Rozdział 4

78 1 2
                                    

*Na małej polanie, bawiła się mała czarnowłosa dziewczynka wraz ze swoim tatą. Mogła mieć zaledwie kilka miesięcy. Każdy dorosły, który na nią spojrzał był w wielkim szoku. No, bo czy to normalne, że około sześcio miesięczne dziecko potrafi mówić, a nawet biegać? Jednak oni niezbyt się tym przejmowali, gdyż razem świetnie się bawili.
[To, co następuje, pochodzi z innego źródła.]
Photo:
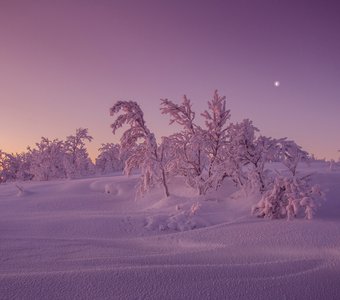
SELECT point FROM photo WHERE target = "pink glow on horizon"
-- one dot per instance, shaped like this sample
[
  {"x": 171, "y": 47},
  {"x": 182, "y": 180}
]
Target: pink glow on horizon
[{"x": 64, "y": 64}]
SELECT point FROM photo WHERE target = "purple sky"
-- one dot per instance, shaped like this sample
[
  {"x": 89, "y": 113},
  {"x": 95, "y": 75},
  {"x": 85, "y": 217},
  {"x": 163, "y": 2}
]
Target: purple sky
[{"x": 63, "y": 64}]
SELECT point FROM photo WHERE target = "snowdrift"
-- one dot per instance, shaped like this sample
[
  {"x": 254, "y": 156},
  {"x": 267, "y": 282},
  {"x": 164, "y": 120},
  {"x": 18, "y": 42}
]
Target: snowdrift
[{"x": 92, "y": 239}]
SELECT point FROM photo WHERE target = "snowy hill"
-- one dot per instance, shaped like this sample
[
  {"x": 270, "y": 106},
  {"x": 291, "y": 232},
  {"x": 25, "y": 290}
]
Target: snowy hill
[{"x": 92, "y": 239}]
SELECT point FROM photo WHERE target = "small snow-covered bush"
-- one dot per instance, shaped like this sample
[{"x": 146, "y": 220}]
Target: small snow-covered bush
[{"x": 289, "y": 197}]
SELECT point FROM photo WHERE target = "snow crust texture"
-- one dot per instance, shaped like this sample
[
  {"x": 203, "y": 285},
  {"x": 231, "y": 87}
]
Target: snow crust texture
[{"x": 92, "y": 239}]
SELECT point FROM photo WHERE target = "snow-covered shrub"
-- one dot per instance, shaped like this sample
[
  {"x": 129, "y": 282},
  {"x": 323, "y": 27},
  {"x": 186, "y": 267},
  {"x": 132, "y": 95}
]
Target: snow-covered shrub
[
  {"x": 14, "y": 167},
  {"x": 77, "y": 162},
  {"x": 291, "y": 154},
  {"x": 109, "y": 159},
  {"x": 47, "y": 159},
  {"x": 289, "y": 197}
]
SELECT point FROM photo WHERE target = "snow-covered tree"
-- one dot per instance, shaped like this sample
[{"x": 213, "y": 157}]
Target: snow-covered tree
[
  {"x": 190, "y": 158},
  {"x": 288, "y": 198},
  {"x": 215, "y": 137},
  {"x": 77, "y": 161},
  {"x": 109, "y": 159},
  {"x": 139, "y": 146},
  {"x": 47, "y": 159}
]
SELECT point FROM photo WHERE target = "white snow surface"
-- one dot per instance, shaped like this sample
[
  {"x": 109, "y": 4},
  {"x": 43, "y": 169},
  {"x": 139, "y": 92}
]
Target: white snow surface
[{"x": 91, "y": 239}]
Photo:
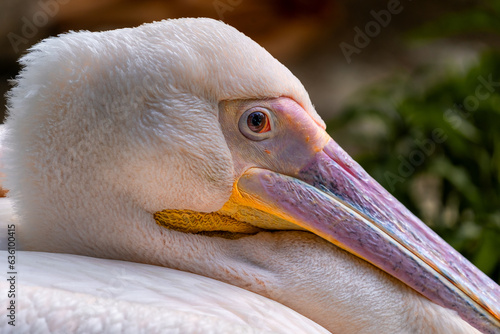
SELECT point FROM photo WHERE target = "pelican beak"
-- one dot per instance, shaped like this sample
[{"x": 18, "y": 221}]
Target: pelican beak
[{"x": 331, "y": 196}]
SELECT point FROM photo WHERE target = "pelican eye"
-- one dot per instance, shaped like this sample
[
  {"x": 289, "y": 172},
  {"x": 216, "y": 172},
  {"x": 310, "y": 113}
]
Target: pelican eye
[{"x": 256, "y": 123}]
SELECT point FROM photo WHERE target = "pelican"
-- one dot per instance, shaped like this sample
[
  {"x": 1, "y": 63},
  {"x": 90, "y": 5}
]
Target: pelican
[{"x": 183, "y": 144}]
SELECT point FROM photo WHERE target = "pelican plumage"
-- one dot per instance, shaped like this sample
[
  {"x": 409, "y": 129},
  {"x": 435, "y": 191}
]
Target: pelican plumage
[{"x": 184, "y": 144}]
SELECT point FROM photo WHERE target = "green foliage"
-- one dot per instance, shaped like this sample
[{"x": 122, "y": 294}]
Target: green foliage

- Tatusiu, tatusiu, pobawmy sie w chowanego ploseee - błagała swojego tatę dziewczynka, patrząc na niego swoimi pięknymi słodkimi oczkami.

- Zgoda, ale nie oddalaj się zbyt daleko, dobrze?

- Dobzie.

Dziewczynka postanowiła nie tracić czasu i wbiegła w głąb lasku, aby się ukryć.

- Siedem, osiem, dziewięć, dziesięć... Szukam! - słyszała głos ojca.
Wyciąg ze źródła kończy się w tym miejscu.